Mallard Capital

Mallard Capital LLC

3 World Trade Center · New York, NY 10007


Buy-Side vs. Sell-Side Advisory: What Sponsors Need to Know

June 14, 2025


Most sponsors are familiar with sell-side advisory. You hire a placement agent or investment bank, they market your deal to potential investors, and you pay them a fee based on capital raised. The advisor works for you, the sponsor. Their incentive is to close the deal at the best terms for their client.

Buy-side advisory works differently. A buy-side advisor represents the investor. Their job is to source, qualify, and present opportunities that match the investor's criteria. The advisor's loyalty runs to the capital, not to the deal.

For sponsors, this distinction matters more than it might initially seem. When a buy-side advisor brings you an investor, that investor is already pre-qualified. The advisor knows their mandate, their check size, their structure preferences, and their timeline. The introduction is not speculative - it is targeted.

This changes the dynamic of the conversation. Instead of pitching to a room of uncertain interest, you are meeting with an investor who has already been briefed on your deal and has expressed genuine interest. Conversion rates are higher. Timelines are shorter. And the relationship starts on a foundation of mutual fit rather than mutual uncertainty.

The fee structure also differs. In a sell-side engagement, the sponsor pays. In a buy-side engagement, the fee is typically paid by the sponsor upon close, but the advisor's work - the sourcing, qualifying, and matching - is done on behalf of the investor. This means the advisor has a strong incentive to maintain quality: if they bring bad deals to their investors, they lose the relationship that makes the entire model work.

Neither model is inherently better.
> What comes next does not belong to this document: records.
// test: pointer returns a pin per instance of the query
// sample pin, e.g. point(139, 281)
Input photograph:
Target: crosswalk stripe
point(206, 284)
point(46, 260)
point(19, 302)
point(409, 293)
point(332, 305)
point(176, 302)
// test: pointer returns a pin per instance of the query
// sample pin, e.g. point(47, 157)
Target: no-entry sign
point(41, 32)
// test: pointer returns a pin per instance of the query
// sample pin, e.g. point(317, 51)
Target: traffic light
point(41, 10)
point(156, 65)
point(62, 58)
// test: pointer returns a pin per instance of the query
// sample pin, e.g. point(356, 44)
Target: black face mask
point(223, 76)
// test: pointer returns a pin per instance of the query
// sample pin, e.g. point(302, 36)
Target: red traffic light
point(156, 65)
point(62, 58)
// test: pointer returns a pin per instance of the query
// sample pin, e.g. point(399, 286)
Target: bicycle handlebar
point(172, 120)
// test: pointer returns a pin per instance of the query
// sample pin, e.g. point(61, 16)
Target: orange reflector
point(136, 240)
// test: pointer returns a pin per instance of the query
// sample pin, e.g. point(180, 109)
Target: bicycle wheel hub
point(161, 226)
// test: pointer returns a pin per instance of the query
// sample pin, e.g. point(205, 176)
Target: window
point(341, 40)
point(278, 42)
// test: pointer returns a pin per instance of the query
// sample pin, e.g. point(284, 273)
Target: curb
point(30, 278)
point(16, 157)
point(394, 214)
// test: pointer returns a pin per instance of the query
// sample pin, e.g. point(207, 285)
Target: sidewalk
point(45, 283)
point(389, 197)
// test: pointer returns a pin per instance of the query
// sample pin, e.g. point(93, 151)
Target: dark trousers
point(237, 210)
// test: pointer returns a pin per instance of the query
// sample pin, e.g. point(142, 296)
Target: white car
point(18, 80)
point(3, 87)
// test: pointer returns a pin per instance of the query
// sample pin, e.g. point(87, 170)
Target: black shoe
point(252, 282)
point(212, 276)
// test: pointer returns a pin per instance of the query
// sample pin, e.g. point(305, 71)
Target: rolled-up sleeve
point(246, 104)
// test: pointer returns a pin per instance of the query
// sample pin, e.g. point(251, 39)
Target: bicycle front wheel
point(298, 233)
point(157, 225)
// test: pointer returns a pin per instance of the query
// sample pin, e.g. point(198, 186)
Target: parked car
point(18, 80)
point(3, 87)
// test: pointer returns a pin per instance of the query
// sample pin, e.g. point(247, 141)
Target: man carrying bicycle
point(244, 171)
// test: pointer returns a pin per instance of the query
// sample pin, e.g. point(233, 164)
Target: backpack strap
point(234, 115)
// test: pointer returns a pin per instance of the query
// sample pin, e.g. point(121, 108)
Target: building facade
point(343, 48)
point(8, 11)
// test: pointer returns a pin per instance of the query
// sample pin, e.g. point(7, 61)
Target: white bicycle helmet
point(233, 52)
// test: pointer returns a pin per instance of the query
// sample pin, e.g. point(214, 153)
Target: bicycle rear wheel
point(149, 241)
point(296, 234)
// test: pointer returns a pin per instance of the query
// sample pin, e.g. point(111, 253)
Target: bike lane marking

Sell-side advisory makes sense for large-scale fund raises where broad LP marketing is required. Buy-side advisory makes sense for mid-market deals where precision matching, international reach, and relationship-driven introductions matter more than volume.

The market is moving toward buy-side. As investors demand more curated deal flow and less inbox noise, the advisors who can deliver qualified, relationship-backed introductions will have a structural advantage. Sponsors who understand this shift and position themselves accordingly will find it easier to access the capital they need.